À cela, s’ajoutent souvent des disparités de cultes, et toutes les différences dues aux mixités culturelles. Du coup, on observe une grande lassitude chez les acteurs de la préparation au mariage… Parfois même de la désespérance, qui touche aussi parfois notre clergé. S’instille aussi un doute même sur les « bienfaits » du mariage sacramentel : ne vaudrait-il pas mieux que tous ces gens se marient simplement à la mairie ?

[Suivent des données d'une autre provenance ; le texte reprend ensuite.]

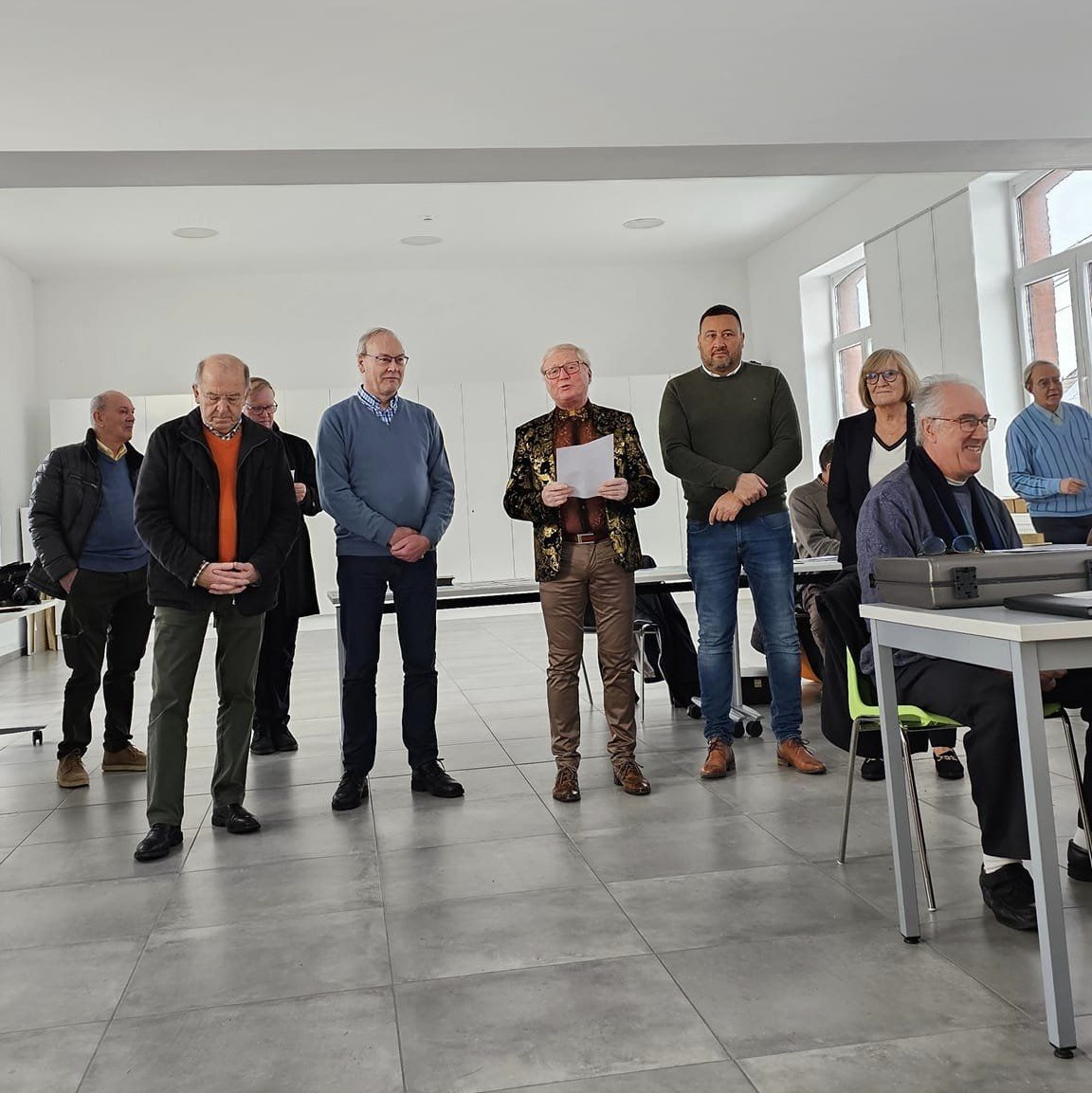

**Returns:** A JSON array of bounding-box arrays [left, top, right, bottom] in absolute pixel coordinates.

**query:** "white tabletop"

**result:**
[[861, 603, 1092, 642]]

« Le mariage chrétien, reflet de l’union entre le Christ et son Église, se réalise pleinement dans l’union entre un homme et une femme, qui se donnent l’un à l’autre dans un amour exclusif, et dans une fidélité libre, qui s’appartiennent jusqu’à la mort, et s’ouvrent à la transmission de la vie. Ils sont consacrés par le sacrement qui leur confère la grâce de constituer une Église domestique, et le ferment d’une vie nouvelle pour la société. D’autres formes d’union contredisent radicalement cet idéal, mais certaines le réalisent au moins en partie et par analogie. Il s’agit alors, pour les acteurs de la préparation au mariage d’aujourd’hui, de valoriser les éléments constructifs dans ces situations qui ne correspondent pas encore, ou qui ne correspondent plus, à l’enseignement de l’Église sur le mariage ».[1]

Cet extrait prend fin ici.